Signals published this week are bullish for the Eurozone. Purchasing-manager-indices have accelerated since mid-2016. The European Union’s Autumn Economic Forecasts say the economy will grow 2.2% in 2017 and 2.1% in 2018, adding that it is ‘on track to grow at its fastest pace in a decade this year.’ Falling unemployment has fuelled a privately-led consumption recovery. Years of austerity has created pent up domestic demand, which now is unwinding. Headline inflation in the Eurozone fell marginally in October from 1.5% to 1.4%. Yet core inflation came in higher than expected, rising to 1.1% from 0.9%.
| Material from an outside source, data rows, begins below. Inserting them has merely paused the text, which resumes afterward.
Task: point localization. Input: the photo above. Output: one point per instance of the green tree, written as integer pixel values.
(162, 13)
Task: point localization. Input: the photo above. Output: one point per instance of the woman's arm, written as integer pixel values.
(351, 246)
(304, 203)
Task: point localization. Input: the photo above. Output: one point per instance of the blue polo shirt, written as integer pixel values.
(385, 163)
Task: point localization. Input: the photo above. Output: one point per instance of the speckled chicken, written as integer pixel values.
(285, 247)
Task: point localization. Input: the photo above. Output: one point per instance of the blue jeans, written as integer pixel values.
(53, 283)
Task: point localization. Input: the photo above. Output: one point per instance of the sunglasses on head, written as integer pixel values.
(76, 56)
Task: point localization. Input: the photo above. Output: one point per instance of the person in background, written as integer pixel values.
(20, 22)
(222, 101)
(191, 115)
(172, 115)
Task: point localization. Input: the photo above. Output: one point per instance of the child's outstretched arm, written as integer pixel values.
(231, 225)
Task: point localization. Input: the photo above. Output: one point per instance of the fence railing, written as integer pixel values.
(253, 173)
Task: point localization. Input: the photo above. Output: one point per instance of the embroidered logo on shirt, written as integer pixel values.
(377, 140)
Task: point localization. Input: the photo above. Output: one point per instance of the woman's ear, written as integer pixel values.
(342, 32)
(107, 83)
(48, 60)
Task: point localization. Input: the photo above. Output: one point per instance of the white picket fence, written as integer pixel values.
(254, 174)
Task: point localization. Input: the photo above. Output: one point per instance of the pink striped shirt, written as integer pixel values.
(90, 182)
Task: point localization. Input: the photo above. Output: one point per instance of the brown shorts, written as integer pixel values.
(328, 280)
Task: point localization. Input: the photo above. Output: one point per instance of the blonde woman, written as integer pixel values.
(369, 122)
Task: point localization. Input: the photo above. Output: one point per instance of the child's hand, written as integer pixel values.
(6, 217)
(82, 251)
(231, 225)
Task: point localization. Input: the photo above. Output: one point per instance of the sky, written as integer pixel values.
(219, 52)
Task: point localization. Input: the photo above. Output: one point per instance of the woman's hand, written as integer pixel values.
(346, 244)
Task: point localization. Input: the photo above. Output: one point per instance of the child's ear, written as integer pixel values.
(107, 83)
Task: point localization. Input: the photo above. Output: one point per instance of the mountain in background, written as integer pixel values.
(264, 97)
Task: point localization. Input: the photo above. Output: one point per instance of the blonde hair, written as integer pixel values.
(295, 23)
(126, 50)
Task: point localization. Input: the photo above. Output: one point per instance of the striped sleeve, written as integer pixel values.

Soft oil will weigh on Canadian dollar
I remain bearish on commodities: improving demand will not yet cover a supply glut. Oil is in a loop where higher prices trigger higher production that sends prices swiftly lower. CAD economic outlook remains highly influenced by oil prices – as they decline, USD/CAD has room to appreciate. Especially considering that USA T-bill 2-yr yields are elevated at 1.708% with limited expectations of inflationary spill-over. Soft oil, higher US yields and leveraged funds trimming long CAD position will pressure USD/CAD back to 1.30 resistance.
Commodities outperformed in the last quarter with metals up 10% and energy up 12%, driven by demand, weather and OPEC supply limits. In 2018 oversupply and slow demand growth will curtail any significant jump in prices. OPEC is likely to make supply cuts at the end of November, but this will have only a marginal effect. Last week, U.S. Energy Information Administration reported that crude inventories rose by 1.9 million barrels in the week ended 10 November, well above expectations of 1.4 million. US shale producers have increased output, buoying domestic production to a record weekly high of 9.645 million. This renews speculation of a supply glut.